Culture Minister Catherine Martin has announced that 2,000 scholarships will be awarded to artists through the new basic income scheme for the arts.
€325 per week will be paid to 2,000 eligible artists and creative arts workers over the course of the programme.
Ms Martin said today is a “historic day” for the arts sector in Ireland and a “significant change” in the way Ireland recognizes and supports its artists.
“The Arts Basic Income Scheme is a once-in-a-generation initiative,” she said.
“It makes a powerful statement about the value Ireland places on the arts and artistic practices, both in terms of their intrinsic value and in terms of our personal and collective well-being, and also in terms of their importance to our identity and cultural distinction on the world stage.”
More than 9,000 applications were submitted under the scheme with more than 8,200 applications assessed as eligible and included in an anonymous, random selection process.

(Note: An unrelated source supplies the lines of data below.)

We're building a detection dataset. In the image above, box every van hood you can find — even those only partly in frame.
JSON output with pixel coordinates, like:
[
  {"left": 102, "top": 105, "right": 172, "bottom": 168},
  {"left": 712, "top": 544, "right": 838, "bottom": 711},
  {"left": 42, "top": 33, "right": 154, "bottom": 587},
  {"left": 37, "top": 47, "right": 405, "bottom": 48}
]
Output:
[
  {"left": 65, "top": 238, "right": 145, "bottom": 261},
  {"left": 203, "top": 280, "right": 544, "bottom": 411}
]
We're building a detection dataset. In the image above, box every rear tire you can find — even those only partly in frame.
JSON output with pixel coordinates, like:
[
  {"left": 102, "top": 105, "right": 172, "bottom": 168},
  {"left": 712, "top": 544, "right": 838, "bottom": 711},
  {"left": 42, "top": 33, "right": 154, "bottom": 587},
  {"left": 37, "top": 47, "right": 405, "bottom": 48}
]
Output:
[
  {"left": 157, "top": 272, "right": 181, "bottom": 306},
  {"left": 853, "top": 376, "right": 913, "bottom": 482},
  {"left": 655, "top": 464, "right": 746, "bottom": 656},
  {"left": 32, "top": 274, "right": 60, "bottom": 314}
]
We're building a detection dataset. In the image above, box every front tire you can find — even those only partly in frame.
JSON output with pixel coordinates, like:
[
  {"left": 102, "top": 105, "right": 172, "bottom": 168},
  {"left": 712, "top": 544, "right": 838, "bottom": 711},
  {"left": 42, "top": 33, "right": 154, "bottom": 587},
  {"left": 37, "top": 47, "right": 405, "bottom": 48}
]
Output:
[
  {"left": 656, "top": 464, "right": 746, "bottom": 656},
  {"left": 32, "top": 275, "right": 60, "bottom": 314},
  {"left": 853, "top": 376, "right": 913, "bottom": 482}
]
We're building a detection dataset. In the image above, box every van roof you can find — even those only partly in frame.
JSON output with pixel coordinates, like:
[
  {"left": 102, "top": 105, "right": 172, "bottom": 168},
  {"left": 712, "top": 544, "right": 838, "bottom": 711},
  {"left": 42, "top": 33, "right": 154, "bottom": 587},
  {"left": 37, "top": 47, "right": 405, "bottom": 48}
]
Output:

The group of 2,000 scholarship participants includes representatives from all art forms, age groups, ethnicities, and provinces.
This includes 707 visual artists, 584 musicians, 204 artists working in cinema, 184 writers, 173 actors and artists working in theater, 32 dancers and choreographers, 13 circus artists, and 10 architects. 3pc or 54 of those selected work through the Irish language.
The Arts Basic Income was the first recommendation of the Arts and Culture Recovery Task Force that Secretary Martin set up in 2020 to study how the sector is recovering from the Covid-19 pandemic.
Arts and Culture Recovery Task Force Chair Claire Doinan said the Covid-19 pandemic has been “extremely difficult” for artists and creative workers.
Doynan said the pandemic has exposed “weaknesses that have existed for decades in the Irish arts sector”.
She added that the pilot plan has the potential to be “true transformative” in terms of participants’ lives and sector sustainability and should “reduce the ongoing level of uncertainty and insecurity felt by many in the arts sector”.
“Staff members unanimously agreed that creating a pilot basic income scheme in the arts, culture, audiovisual performance and events sector was our top priority,” she said.
“I am pleased to announce today our first batch of successful applicants. This is a historic day, not only for grant recipients, but also for Ireland, as it is the day the country formally recognizes the financial instability many arts professionals face and places value on time spent in the arts. Developing creative practice and art production.
Eligibility for the scheme was based on the definition of the arts as contained in the Arts Act 2003, which states that “the arts means any creative or interpretive expression in any form, and includes, in particular, the visual arts, theatre, literature, music, dance, opera, film, circus, architecture, It includes any medium when used for those purposes.”
Pilot participants will participate in a three-year research program to assess the impact of basic income payments on the arts sector.
Participants will be required to engage in an ongoing program of data collection to assess the impact of basic income method payments on artists and their creative practices.
To help with this, 1,000 eligible applicants who were not selected to receive payment were selected to participate in a control group to facilitate evaluation of the pilot program.